If cynics wondered whether Abid Ali was given an easy start to his international career, making his debut against a slightly weakened Sri Lankan side at home last year, his first away tour could have hardly drawn a sharper contrast. He was tasked with seeing off a new ball hurled at him by the two most prolific fast bowlers active in the sport, and while the Pakistan opener admitted he had found it “really difficult”, he felt he had come out of it having learned from the experience.
“It was very difficult out there,” Abid said after making 42 on the fourth day in Southampton. “This is one of the great bowling attacks, and I always like to challenge myself. Unfortunately, I couldn’t deliver a really big innings, but I tried to keep improving my game. I was prepared; I just knew I needed to get settled on the crease and things would get easier. I was trying to bat time, as long as possible.”
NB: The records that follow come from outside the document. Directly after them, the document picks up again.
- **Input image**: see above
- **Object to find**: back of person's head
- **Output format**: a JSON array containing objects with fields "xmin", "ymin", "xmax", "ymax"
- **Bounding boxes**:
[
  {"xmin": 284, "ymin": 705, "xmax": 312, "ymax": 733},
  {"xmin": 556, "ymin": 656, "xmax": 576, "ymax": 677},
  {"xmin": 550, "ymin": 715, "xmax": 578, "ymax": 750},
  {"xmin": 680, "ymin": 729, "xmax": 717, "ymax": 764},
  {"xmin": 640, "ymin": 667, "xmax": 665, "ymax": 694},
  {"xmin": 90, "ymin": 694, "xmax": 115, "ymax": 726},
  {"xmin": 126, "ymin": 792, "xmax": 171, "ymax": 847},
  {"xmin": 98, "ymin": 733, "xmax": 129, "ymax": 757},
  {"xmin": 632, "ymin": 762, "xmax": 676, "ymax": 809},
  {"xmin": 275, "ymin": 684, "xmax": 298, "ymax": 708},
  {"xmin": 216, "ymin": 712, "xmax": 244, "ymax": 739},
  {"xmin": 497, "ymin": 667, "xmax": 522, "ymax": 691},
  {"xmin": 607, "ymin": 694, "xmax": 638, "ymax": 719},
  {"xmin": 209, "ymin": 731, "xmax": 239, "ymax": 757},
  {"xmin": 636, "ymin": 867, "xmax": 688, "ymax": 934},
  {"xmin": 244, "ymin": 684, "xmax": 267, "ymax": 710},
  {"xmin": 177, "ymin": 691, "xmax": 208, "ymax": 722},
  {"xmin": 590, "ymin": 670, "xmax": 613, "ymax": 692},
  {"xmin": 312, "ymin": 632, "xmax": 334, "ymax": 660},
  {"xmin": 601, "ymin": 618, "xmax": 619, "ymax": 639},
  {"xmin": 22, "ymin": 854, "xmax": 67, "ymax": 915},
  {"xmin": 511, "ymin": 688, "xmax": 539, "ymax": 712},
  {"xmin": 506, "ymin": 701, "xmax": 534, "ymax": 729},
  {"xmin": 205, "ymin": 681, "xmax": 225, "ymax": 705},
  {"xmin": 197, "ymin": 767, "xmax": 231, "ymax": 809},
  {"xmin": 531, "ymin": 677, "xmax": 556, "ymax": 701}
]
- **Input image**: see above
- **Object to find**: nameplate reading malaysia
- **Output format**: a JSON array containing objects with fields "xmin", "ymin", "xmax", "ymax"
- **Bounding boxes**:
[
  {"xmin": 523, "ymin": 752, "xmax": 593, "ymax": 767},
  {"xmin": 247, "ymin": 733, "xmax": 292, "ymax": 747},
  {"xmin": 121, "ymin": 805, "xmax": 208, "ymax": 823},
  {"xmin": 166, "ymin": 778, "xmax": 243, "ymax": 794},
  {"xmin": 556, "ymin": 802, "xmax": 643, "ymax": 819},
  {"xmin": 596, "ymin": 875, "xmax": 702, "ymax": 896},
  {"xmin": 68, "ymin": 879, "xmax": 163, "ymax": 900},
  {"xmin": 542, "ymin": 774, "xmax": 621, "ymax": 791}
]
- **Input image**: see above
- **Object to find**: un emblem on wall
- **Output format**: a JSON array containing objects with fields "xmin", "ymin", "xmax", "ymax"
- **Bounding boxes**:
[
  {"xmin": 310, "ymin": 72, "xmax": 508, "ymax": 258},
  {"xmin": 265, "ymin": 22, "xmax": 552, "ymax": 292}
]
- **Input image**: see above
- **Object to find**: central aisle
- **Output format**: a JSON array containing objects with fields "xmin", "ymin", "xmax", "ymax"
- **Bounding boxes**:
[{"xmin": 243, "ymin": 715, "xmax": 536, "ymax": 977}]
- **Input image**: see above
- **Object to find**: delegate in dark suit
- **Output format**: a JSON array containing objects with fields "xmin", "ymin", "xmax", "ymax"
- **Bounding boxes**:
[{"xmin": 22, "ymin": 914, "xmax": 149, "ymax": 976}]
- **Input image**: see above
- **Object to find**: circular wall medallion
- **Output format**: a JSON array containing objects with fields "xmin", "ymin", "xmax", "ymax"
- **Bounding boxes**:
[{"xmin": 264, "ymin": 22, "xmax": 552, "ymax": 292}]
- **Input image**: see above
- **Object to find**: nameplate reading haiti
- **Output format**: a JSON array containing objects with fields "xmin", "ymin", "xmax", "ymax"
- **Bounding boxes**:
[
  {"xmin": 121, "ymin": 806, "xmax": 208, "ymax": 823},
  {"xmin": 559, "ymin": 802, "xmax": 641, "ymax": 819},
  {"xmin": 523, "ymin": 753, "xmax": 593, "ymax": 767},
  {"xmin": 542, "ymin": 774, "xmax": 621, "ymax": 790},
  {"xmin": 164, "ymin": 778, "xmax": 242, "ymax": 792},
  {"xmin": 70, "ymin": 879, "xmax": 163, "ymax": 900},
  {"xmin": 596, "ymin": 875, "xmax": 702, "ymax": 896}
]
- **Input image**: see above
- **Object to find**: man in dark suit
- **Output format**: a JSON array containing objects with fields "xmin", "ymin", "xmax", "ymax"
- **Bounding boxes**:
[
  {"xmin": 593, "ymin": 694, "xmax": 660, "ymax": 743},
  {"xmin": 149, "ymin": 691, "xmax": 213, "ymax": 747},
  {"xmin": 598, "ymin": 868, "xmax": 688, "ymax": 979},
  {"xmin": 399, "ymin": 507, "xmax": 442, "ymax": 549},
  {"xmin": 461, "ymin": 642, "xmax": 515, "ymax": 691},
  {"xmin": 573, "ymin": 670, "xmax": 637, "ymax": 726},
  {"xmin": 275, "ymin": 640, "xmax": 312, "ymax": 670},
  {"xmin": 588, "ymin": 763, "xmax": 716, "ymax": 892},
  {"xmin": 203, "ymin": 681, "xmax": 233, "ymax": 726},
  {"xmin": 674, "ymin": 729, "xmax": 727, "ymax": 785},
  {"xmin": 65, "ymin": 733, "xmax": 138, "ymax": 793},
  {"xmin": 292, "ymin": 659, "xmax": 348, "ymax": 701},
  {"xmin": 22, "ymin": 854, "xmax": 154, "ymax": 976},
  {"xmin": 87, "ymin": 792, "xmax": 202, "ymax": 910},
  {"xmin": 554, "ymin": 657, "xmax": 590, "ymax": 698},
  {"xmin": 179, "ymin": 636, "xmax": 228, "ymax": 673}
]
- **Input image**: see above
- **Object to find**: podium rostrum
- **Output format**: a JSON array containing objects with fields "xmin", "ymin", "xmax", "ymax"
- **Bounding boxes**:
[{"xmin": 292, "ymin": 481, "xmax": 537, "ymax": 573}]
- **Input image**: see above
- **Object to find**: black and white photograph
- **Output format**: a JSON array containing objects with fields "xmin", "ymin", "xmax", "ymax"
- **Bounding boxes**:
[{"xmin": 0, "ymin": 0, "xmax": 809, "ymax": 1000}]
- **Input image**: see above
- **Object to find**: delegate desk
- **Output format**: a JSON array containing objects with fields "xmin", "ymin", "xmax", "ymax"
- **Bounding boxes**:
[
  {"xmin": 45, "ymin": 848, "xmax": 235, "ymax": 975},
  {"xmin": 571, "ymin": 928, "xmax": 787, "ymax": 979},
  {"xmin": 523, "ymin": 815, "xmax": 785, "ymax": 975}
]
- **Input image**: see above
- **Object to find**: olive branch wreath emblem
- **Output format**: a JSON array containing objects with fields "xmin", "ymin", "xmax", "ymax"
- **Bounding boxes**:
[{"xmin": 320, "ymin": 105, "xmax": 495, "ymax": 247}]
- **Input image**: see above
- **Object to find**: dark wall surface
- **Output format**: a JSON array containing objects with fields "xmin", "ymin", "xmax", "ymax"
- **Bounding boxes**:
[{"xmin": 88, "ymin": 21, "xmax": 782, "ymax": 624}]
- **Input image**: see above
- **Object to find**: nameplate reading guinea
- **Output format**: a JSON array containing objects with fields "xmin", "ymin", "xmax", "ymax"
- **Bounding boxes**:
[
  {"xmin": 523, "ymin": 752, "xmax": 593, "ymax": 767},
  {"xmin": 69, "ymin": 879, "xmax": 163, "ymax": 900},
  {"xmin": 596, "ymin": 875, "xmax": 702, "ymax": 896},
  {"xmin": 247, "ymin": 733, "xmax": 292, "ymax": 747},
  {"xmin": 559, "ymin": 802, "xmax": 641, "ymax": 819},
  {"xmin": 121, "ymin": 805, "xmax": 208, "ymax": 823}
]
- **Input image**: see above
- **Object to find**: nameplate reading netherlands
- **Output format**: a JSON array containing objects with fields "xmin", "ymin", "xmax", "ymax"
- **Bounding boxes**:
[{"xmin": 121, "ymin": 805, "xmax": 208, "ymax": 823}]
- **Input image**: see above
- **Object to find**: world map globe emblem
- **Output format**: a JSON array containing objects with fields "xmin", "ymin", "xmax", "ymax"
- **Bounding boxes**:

A tally 139 runs in 5 innings might not sound like much, but it would be simplistic to measure his contribution by series aggregate. Before Michael Gough adjudged him to be out leg before, Abid had faced 162 balls in Pakistan’s second innings and stayed at the crease for one delivery short of 50 overs. It meant that by the time Babar Azam, Pakistan’s best batsman, walked out, he wouldn’t have to reckon with a ball barely four overs old, but one that had lost all its movement. Instead, he only needed to face two overs of pace before the light deteriorated enough to force Joe Root on, allowing him time to settle.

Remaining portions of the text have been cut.